Because of the absence of speech, selective mutism can make the sufferer appear hostile and uninterested in communication , which reduces social contact and can lead to rejection of the child in question. This fact feeds back into the situation of mutism by producing greater tension and anxiety when judged negatively by others

Treating selective mutism

While sometimes the disorder subsides after several months, in other cases it can last for years, making it difficult for the child in question to adapt socially. The participation of the family and the environment is fundamental . It is especially important not to criticize the child’s lack of speech, which can reduce their self-esteem and worsen the situation. Teaching forms of socialization, highlighting their strengths and supporting their efforts are very useful.
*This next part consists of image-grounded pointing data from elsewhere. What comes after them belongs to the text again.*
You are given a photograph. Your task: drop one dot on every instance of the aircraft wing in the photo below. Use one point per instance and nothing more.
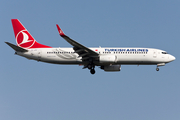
(81, 50)
(16, 48)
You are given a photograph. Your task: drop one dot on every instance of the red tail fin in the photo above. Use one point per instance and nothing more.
(23, 37)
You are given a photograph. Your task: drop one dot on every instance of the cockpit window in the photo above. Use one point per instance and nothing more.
(164, 53)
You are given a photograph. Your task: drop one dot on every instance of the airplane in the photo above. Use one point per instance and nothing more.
(108, 59)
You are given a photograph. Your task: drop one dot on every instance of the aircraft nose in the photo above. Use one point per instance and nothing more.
(171, 58)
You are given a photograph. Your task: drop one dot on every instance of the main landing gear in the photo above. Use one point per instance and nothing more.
(157, 69)
(91, 68)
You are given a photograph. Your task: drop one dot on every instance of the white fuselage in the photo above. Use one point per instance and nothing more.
(107, 56)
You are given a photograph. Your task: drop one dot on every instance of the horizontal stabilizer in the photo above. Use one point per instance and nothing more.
(16, 48)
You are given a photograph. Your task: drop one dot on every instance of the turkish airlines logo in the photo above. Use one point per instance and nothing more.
(24, 39)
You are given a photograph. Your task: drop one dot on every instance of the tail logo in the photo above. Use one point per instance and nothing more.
(24, 39)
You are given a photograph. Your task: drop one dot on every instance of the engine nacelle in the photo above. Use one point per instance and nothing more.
(107, 59)
(111, 68)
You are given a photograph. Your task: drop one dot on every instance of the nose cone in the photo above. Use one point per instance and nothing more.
(171, 58)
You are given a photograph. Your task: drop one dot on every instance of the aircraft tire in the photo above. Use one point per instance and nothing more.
(157, 69)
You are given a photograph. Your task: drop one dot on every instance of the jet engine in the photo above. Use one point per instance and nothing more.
(108, 59)
(111, 68)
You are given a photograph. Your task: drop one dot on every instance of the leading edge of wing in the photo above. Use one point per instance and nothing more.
(74, 43)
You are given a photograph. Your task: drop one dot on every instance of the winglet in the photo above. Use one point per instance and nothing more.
(60, 31)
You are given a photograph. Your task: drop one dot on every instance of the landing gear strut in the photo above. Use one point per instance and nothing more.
(91, 68)
(92, 71)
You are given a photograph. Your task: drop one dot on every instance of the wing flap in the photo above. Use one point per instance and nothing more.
(79, 48)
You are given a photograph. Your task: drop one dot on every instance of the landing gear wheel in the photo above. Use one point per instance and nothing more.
(92, 71)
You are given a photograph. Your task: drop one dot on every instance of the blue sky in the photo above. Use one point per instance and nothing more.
(35, 90)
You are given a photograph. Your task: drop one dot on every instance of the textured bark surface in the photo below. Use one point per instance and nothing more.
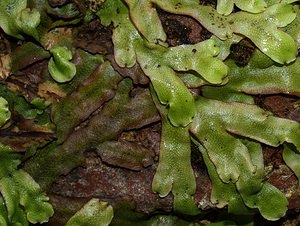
(127, 181)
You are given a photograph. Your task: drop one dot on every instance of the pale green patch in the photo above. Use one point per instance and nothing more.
(22, 198)
(160, 63)
(60, 67)
(174, 172)
(4, 111)
(124, 35)
(292, 159)
(225, 7)
(240, 162)
(144, 16)
(16, 19)
(93, 213)
(261, 28)
(263, 31)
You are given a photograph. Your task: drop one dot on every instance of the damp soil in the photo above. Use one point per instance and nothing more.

One of the most common types of psychological treatment in cases of selective mutism is the use of different therapies for exposure to phobic stimuli together with the management of contingencies that may affect the emission or non-emission of speech.

Forms of psychological intervention

Exposure to situations must be gradual and careful. Progressive immersion is also useful, for example by transferring people with whom the child is not afraid to communicate to environments that are more problematic for him/her . Over time, a stimulating fading of the stimulating fading will take place, in which stimuli and people who provide security to the child are gradually removed so that the child will eventually start to communicate in other contexts.

Filmed and tricked self-molding is also a fairly common technique: it records the child interacting with those close to him in situations where he does communicate verbally and then modifies the recording so that it appears that he is communicating with others. In the video, the child will move forward in a hierarchical way, making him respond first in a monosyllabic way and gradually increasing the level until he speaks spontaneously.

It also seems to be effective the use of modeling and theatrical activities , in which the child can see how others interact and at the same time can gradually begin to express words that are not his own but those that come in the script, so that their content cannot be judged. Little by little, the child will be able to incorporate his own ideas into the conversation. The level of complexity can be increased by changing the place where the videos are made, first making videos in very safe environments and then gradually moving away from them.

There are also some social skills training programs that can help the child to gradually let go and express himself. Cognitive behavioral therapy has also been shown to be effective in helping the child restructure his or her thoughts and beliefs about how he or she is seen by others.

Bibliographic references:

  • American Psychiatric Association. (2013). Diagnostic and statistical manual of mental disorders. Fifth edition. DSM-V. Masson, Barcelona.
  • Thief, A. (2012). Child Clinical Psychology. Manual CEDE de Preparación PIR, 03. CEDE: Madrid.
  • Rosenberg, D.R.; Ciriboga, J.A. (2016). Anxiety disorders. In: Kliegman RM, Stanton BF, St Geme JW, Schor NF, eds. Nelson Textbook of Pediatrics. 20th ed. Philadelphia, PA: Elsevier.